Another State Pension Fund Is Actually UnFunded by $4.3 BILLION!
Another State Pension Fund Is Actually UnFunded by $4.3 BILLION! by Rory – The Daily Coin
We have reported on CALPers, Illinois and the Teamsters Pension funds being nothing more than a shell with little more than I.O.U.’s in the vaults. This is to say nothing of what happened in Detroit when that city filled bankruptcy or Dallas Pension Fund. Bankers are making out like the bandits they are, and your pension fund, yes yours, is possibly bankrupt. Believe what you will, but if you are counting on a state or city pension fund you may want to consider thinking about making other arrangements. This is not financial advice, as we do not offer financial advice. It might make sense to someone that is concerned about their future to think about what all these ringing alarm bells mean to you.

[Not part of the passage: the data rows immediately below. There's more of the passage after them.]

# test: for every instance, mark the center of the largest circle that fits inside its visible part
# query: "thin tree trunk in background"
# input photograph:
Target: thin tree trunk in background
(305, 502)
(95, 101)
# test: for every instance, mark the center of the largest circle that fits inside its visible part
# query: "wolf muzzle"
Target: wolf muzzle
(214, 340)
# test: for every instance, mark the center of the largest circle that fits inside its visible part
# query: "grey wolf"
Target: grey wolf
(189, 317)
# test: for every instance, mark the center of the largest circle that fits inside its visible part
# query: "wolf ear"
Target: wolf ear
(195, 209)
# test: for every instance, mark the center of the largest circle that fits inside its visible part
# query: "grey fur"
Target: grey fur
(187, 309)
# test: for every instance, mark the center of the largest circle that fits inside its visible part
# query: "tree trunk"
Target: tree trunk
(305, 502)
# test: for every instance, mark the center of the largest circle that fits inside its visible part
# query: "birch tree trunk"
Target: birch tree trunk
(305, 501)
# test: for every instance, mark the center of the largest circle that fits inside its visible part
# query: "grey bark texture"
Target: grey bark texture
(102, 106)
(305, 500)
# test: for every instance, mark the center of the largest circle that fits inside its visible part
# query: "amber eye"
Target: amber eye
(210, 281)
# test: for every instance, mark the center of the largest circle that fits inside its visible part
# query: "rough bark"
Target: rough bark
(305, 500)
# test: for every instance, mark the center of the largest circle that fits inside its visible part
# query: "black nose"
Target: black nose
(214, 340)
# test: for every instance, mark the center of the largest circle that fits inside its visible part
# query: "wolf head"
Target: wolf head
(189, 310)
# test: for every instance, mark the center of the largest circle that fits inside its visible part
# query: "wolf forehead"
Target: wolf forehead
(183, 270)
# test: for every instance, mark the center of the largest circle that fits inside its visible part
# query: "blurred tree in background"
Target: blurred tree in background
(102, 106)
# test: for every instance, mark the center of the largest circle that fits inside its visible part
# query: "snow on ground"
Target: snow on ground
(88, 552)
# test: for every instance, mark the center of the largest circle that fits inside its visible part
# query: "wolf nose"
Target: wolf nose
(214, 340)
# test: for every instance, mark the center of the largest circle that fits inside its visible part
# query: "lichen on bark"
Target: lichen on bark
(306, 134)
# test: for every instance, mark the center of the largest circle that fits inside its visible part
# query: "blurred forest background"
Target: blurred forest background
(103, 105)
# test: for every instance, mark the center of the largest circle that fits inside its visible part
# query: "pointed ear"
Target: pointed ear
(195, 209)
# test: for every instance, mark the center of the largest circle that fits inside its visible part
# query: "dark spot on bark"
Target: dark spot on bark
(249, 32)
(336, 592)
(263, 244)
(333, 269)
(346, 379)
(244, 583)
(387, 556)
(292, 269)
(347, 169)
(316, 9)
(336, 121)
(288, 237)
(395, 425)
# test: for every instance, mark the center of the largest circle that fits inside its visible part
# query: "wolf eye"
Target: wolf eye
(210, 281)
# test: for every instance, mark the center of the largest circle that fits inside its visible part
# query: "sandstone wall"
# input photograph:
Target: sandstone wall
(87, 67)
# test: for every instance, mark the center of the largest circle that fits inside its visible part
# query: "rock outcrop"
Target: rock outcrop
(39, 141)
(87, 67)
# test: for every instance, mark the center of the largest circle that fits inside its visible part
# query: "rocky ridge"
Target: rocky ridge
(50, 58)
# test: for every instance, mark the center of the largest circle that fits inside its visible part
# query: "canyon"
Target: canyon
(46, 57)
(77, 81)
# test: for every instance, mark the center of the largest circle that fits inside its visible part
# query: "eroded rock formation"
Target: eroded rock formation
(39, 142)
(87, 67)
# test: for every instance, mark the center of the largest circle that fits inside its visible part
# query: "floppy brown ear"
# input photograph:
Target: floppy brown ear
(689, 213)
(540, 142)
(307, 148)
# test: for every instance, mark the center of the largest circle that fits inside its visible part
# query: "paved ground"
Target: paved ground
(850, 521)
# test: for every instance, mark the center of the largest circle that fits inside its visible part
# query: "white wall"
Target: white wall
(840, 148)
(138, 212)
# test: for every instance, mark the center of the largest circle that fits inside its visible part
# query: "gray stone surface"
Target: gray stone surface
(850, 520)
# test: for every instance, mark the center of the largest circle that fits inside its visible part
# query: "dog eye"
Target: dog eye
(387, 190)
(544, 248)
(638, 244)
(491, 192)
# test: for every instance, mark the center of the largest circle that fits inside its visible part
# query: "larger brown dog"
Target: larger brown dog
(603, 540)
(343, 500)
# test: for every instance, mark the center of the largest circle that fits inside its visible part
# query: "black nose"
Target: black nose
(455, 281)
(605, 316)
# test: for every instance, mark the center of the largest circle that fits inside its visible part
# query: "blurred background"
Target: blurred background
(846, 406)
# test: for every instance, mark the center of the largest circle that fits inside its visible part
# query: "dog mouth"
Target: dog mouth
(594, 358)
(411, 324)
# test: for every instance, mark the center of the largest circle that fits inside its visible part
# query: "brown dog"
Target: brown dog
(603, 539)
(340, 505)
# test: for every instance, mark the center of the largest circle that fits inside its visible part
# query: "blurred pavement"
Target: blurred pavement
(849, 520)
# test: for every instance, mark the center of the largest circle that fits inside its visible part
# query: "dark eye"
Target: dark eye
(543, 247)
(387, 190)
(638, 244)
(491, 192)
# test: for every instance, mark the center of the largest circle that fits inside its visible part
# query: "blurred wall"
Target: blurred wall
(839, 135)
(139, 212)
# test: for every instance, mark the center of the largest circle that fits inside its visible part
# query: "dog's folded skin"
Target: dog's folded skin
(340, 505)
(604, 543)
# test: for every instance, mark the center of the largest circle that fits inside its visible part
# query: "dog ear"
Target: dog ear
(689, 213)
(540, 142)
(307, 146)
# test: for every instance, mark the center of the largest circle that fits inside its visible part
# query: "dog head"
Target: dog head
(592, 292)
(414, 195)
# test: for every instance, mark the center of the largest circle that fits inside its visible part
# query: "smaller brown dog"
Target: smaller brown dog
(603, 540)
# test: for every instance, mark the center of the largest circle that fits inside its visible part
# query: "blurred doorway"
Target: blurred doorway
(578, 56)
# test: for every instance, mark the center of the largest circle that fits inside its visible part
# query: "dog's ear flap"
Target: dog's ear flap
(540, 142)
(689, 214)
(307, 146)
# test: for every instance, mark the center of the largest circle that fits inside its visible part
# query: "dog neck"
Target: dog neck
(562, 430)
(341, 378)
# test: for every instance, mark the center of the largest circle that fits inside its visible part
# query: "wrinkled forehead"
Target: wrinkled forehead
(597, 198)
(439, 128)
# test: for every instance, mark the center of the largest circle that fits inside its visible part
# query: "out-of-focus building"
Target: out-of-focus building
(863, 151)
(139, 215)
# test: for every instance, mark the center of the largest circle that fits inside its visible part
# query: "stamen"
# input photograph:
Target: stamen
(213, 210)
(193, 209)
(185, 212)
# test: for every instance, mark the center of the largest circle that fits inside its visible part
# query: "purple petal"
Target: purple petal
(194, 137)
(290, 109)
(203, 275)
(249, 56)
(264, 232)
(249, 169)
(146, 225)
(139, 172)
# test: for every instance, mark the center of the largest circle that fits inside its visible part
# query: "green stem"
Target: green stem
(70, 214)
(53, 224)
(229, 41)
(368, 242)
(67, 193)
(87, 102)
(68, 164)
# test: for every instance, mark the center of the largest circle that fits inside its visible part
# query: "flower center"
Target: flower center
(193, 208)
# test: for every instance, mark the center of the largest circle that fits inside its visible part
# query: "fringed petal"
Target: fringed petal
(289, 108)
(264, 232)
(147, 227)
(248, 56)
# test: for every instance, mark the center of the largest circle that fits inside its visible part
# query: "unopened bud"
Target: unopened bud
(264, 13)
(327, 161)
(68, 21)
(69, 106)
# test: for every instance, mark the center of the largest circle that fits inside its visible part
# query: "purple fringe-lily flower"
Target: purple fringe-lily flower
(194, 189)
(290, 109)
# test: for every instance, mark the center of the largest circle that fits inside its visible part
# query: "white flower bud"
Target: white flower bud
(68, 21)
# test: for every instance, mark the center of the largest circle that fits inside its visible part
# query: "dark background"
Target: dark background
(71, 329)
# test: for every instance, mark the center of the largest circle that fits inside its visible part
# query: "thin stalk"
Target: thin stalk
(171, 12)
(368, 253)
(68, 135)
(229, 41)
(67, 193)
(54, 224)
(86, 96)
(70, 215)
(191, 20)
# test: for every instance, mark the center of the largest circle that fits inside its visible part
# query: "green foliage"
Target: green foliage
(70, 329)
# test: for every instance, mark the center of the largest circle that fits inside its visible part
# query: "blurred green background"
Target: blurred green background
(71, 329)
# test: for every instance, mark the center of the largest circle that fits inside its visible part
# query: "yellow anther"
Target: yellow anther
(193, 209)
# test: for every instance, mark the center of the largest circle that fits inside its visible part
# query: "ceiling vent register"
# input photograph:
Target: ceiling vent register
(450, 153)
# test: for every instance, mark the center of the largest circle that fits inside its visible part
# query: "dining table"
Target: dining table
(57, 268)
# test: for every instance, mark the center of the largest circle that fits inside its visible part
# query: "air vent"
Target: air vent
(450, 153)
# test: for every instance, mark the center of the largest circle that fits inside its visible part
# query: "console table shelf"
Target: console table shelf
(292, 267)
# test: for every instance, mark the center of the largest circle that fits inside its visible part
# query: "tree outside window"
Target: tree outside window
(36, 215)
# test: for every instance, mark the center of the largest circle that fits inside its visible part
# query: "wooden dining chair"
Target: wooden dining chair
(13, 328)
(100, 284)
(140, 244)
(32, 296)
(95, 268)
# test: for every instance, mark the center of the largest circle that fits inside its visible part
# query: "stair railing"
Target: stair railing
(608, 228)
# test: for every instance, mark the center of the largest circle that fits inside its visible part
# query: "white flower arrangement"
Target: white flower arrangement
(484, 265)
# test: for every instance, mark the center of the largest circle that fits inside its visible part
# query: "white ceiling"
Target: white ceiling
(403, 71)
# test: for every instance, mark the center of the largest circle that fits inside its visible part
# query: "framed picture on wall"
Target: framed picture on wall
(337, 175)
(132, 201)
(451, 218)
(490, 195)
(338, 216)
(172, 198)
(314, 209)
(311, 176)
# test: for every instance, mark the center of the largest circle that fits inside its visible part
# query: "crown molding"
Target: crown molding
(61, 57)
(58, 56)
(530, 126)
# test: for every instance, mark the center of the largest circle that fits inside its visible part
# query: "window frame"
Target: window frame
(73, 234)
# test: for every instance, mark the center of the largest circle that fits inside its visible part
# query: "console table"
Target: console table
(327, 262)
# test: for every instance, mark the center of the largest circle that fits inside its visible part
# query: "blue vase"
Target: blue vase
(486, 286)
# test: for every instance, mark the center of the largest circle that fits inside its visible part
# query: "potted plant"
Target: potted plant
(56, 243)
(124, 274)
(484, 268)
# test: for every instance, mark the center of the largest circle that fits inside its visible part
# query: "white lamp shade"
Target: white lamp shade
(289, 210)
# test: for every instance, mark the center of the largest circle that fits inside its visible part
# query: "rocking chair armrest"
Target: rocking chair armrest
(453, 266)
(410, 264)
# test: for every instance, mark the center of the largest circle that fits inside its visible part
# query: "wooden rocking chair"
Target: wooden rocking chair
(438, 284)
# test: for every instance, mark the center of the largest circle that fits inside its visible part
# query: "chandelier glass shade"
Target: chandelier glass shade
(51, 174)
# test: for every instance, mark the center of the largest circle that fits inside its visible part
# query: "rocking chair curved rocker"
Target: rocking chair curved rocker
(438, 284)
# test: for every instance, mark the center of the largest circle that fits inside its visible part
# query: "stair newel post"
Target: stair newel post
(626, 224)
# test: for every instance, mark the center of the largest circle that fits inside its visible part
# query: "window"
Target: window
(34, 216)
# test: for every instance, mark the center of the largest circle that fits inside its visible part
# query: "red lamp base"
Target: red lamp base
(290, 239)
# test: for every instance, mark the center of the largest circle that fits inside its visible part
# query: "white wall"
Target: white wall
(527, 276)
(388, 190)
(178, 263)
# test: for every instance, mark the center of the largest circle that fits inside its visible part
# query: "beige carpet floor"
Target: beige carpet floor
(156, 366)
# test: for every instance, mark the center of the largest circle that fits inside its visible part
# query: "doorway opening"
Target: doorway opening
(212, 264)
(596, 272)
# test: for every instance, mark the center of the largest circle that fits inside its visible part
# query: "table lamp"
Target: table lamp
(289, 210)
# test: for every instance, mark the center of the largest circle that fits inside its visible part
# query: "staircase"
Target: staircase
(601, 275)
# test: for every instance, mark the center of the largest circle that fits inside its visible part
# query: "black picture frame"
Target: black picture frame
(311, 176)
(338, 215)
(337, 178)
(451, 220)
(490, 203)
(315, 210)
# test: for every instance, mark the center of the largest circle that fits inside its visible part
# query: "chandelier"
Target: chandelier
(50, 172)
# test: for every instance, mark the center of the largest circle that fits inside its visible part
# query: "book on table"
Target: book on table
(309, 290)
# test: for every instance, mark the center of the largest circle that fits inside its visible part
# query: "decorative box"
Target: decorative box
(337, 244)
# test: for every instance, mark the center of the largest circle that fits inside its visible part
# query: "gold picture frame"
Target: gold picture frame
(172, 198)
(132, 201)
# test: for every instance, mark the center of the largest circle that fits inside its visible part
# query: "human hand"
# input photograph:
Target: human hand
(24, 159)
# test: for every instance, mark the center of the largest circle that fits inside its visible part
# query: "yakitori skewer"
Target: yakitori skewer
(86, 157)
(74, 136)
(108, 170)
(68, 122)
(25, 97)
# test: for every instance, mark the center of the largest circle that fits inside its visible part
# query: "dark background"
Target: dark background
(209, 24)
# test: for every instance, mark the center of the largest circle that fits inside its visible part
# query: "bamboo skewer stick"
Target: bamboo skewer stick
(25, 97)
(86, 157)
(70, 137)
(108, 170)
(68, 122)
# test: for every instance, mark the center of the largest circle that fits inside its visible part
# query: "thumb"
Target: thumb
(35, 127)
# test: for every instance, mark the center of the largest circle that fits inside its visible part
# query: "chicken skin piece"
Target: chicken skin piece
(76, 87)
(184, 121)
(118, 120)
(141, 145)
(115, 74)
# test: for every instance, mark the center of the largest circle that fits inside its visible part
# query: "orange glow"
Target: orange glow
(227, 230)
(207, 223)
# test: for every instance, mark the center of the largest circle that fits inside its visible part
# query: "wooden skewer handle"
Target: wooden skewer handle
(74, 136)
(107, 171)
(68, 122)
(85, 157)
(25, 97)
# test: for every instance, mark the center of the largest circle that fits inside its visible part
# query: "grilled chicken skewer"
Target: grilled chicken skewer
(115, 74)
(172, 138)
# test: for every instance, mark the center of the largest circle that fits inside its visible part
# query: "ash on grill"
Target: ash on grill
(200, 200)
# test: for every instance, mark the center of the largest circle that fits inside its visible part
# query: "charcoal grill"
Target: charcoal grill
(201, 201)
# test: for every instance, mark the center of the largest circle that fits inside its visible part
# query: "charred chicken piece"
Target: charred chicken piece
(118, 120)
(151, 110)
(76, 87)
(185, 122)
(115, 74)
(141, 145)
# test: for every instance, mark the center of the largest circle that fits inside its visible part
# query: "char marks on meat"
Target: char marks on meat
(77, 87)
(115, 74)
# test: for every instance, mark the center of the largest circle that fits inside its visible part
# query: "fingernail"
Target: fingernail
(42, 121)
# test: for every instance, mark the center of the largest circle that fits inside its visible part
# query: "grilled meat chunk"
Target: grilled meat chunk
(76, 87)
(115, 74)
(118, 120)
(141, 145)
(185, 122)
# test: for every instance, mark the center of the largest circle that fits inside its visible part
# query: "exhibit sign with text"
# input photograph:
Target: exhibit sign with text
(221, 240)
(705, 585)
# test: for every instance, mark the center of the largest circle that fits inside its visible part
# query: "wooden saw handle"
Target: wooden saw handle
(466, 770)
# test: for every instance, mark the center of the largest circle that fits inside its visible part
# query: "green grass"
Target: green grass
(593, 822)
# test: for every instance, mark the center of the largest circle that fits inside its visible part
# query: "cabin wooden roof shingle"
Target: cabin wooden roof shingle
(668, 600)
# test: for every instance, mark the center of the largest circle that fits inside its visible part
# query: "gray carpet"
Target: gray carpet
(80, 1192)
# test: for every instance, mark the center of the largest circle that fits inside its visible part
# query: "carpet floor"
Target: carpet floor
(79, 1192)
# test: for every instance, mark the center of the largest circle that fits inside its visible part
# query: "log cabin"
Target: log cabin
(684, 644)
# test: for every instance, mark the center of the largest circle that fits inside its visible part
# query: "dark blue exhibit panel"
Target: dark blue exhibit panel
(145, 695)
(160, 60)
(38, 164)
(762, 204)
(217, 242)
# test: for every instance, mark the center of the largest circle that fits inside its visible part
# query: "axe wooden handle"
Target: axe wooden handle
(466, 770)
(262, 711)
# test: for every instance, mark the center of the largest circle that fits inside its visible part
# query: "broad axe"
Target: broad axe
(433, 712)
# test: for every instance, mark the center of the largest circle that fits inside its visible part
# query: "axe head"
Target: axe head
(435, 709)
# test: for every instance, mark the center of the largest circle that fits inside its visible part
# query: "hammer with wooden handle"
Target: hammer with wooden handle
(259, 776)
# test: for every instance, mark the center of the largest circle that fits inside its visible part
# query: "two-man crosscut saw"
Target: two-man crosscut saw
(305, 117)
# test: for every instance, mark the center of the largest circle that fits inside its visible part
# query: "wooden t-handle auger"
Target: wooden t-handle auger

The steam that is building began in earnest in 2012 and has been picking up speed ever since. Look no further than some of the recent events we have documented time and again – Detroit, CALPers, Jeremy Stein, Teamsters and Dallas Pension Fund. All of these events have taken place in less than five years. What will the next four-plus years bring? How much longer should one sit on their hands and watch as thousands upon thousands of people either have retirement stolen or placed on lock-down as is the case with the Dallas Police Pension fund?
The latest ponzi scheme to be identified and exposed was reported by Florida Watchdog.
Florida lawmakers are using an accounting tweak to defer payments on $20 billion in pension debt, a maneuver that not only hides the “true cost of government” from voters but “passes this expense on to future taxpayers,” Truth in Accounting (TIA) CEO and Founder Sheila Weinberg said.
Speaking with Watchdog.org in advance of Tuesday’s release of TIA’s annual ‘Financial State of the States’ report, Weinberg said if the state’s unfunded pension liability was included in its financial statement, Florida would have $58.6 billion available in assets to pay $70.1 billion worth of bills – an $11.6 billion shortfall.
Every Florida taxpayer, she said, has a $1,800 share – and counting – in this unfunded pension debt.
TIA, a Chicago-based nonprofit dedicated to government fiscal transparency, analyzed and graded all 50 state governments’ fiscal health based on their latest Comprehensive Annual Financial Report (CAFRs) filings.
Across all 50 states, TIA calculated more than $1.5 trillion of unfunded debt, “a huge financial burden for current and future taxpayers,” much of it related to public employee health care and retiree benefits.
Florida, once again, scored in the lowest dozen states, earning a ‘C’ in TIA’s report because, like many states, it defers paying down pension debts year after year while only budgeting the bare minimum annually to fund the plan.
Of the $60.8 billion in retirement benefits promised to nearly 400,000 former public workers enrolled in the Florida Retirement System (FRS), TIA maintains in its report that the state has not funded $10.9 billion in pension and $9.3 billion in retiree health care benefits.
“The state has put no money aside to pay for those promises. Future taxpayers will have to pay for them,” Weinberg said.
Because the state “doesn’t want to fess up” about its unfunded pension debt, she said Florida’s reported net position is “inflated” by $4.3 billion.
“It’s showing $4.3 billion less in the red than if they had incurred that cost” of paying down the pension debt, Weinberg said. Source
We have studied, researched and written about this for well over four years. Harry Markopolous, in 2011, tried to warn us about the ongoing theft, within the pension funds, on a daily basis by the banking cabal – link. CALPers pension program is north of 50% underfunded and losing a little more each and every quarter. – link. These are merely two of the articles that paint a picture of a tsunami of pension bankruptcies in the near future.
It is very clear these state, city and larger private pension funds have become nothing more than a fraud and a way for these institutions to continually transfer our wealth to the coffers of others.